Ongoing Research

Research

We participate in various empirical data collection and development projects within the research field, all of which focus on giftedness and/or well-being. We conduct research and our own projects under the name GI-lab, examples of which you can see here. Below, you will find a brief introduction to the research projects we are currently subcontractors for.

World Game and giftedness

In collaboration with Professor Evelyn Kroesbergen of Radboud University, we are gathering data to strengthen World Game's capacity to identify gifted children and adolescents.

The project's purpose is to test an expanded registration form that, based on the child's approach to solving the task, identifies characteristic behavior that distinguishes gifted children and young people. The project compares World Game test results with WISC V test results.

Read about the newest developments on the project

Additional indices for WISC V

Pearson, the creators of the WISC tests, has developed further indices based on American norm groups, specifically for identifying gifted children.

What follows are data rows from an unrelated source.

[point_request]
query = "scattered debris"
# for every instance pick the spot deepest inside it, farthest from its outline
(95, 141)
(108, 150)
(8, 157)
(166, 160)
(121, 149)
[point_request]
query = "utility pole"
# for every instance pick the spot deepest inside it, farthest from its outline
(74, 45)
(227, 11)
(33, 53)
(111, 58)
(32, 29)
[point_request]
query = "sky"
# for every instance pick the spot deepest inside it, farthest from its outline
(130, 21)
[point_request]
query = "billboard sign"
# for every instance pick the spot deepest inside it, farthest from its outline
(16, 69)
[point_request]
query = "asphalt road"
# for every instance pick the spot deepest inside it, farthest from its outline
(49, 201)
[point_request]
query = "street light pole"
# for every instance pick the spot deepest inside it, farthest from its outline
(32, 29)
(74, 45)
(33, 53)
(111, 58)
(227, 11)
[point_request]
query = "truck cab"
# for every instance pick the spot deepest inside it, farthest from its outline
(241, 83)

There is good reason to assume that these also apply to Scandinavian children and adolescents, and we are currently collecting data to support this assumption.

The purpose of the project is to clarify whether the new indices can be applied in connection with the Danish standardization of WISC V and whether the new indices correlate as well with giftedness as the American indices do.

Should this be the case, the result will be that the application of the new indices in WISC-V testing will become possible, thereby providing us with additional opportunities to identify primarily twice-exceptional children and youth.